Le corps de logie et la chapelle ; au second plan, le donjon (Trierer Turm).

Le rempart occidental de la cour intérieure est flanqué de l’Herrenhaus, corps de logis encore habitable, reconstruit entre 1960 et 1962 sur des fondations médiévales, car il avait été détruit par les tirs d'artillerie américains en 1945, et avait pris feu. L'angle nord-ouest du bâtiment se prolonge par un chemin de ronde tourné vers la vallée de la Moselle et menant au rempart occidental, qui rejoint le châtelet de Cologne.

Une seconde porte, plus petite, mène de la basse cour à la cour d'honneur (Ehrenhof) au nord-ouest, où se trouve l'unique des trois citernes du château conservée, profonde de 20 m. La cour d'honneur était autrefois défendue sur son côté nord par un épais rempart, dont il ne subsiste aujourd'hui qu'un pan, conservant la hauteur et l'épaisseur d'origine.

À l'angle nord de la cour d'honneur se dresse une maison à colombages de trois étages, dont le premier sert de chambre d'hôte. Son rez-de-chaussée abrite une chapelle couverte de fresques aux murs et au plafond, avec un autel baroque de 1779 et des fonts baptismaux de 1515. Elle communique au nord-est avec le rez-de-chaussée encore intact du Trierer Palas .

Le châtelet de Cologne

Ruines du Kölner Palas avec ses baies romanes.

Autrefois le châtelet de Cologne n'était accessible que par une étroite passerelle de bois et une porte principale, dite Pfalzgrafentor à l'angle nord-ouest de l'enceinte. Cette porte s'ouvre sur une cour intérieure, fermée sur son flanc sud-est par deux tours reliées par un chemin de ronde. Il subsiste des peintures murales à l'intérieur de la tour sud, qui représentent les armoiries de tous les seigneurs et propriétaires de l'endroit.

Le pavillon de chasse aménagé en musée.

La tour sud et les ruines du Kölner Palas du XVIe siècle sont reliées au parement oriental par l'ancien mur de séparation avec le castelet de Trèves. Le corps de logis, qui abritait autrefois la salle de garde, fut détruit en 1812-13 par l'armée napoléonienne, si bien qu'outre la cave il n'en reste que le rez-de-chaussée. Des étages supérieurs, il ne subsiste, outre les murs à pignon et les restes d'une cheminée, que le parement nord-est. Elle est percée de baies inspirées du roman tardif, mais qui ne datent en réalité que du début du XXe siècle.

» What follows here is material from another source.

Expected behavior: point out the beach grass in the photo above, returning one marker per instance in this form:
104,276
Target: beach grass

L'angle septentrional du château abrite un pavillon de chasse (Jagdhaus) et ses deux tourelles, ainsi que le palais seigneurial (Herrenhaus), édifié sur les fondations primtives. Le rez-de-chaussée ne comporte qu'une seule pièce marquetée de panneaux sombres et des poutres apparentes : y sont exposés des trophées de chasse, des armes et armures ainsi que différents vestiges recueillis lors des fouilles. Un passage supérieur permet de rejoindre le donjon (Kölner Turm), dont le premier étage servait naguère de cachot. Y sont exposés aujourd'hui divers instruments de torture. Le donjon servait de tour d'observation et offre un superbe panorama sur la vallée de la Moselle.

Notes

  1. Cf. « Kreis Mayen-Koblenz » [PDF], sur Monuments historiques de Rhénanie-Palatinat,
  2. On ne trouve d'indication sur ce point que dans les guides de voyage de la fin du XIXe siècle, par ex. chez C. Rutsch Der Führer an der Mosel, Trèves (1887). Les anthologies de la littérature mosellane de J. A. Klein (1831), K. von Damitz (1838) ou Otto von Czarnowsky (1841) ne font aucunement mention d'un rapport au croisades, et l'on ne peut prendre au sérieux l'allusion que fait Ludwig Mathar (vers 1920) à la Gesta Treverorum : « Castrum aedificavit super Mosellam, quod Thurunum apellavit. » Original digitalisé par l'université Goethe Francfort-sur-le-Main, p. 118.
  3. Cf. Paul-Georg Custodis et Jens Friedhoff, Olaf Wagener (dir.), Romantik und Historismus an der Mosel, Petersberg, Michael Imhoff, (ISBN 978-3-86568-518-6), « Die Entwicklung von Burg Thurant im 19. und frühen 20. Jahrhundert – bisher unbekannte Fakten zum Wiederaufbau », p. 66 ; une autre étymologie possible est le mot mosellan turún, dérivé du latin vulgaire turrane d'où le français « tour. » Voyez à ce sujet l’Historisches Ortslexikon des Instituts für Geschichtlichte Landeskunde der Universität Mainz.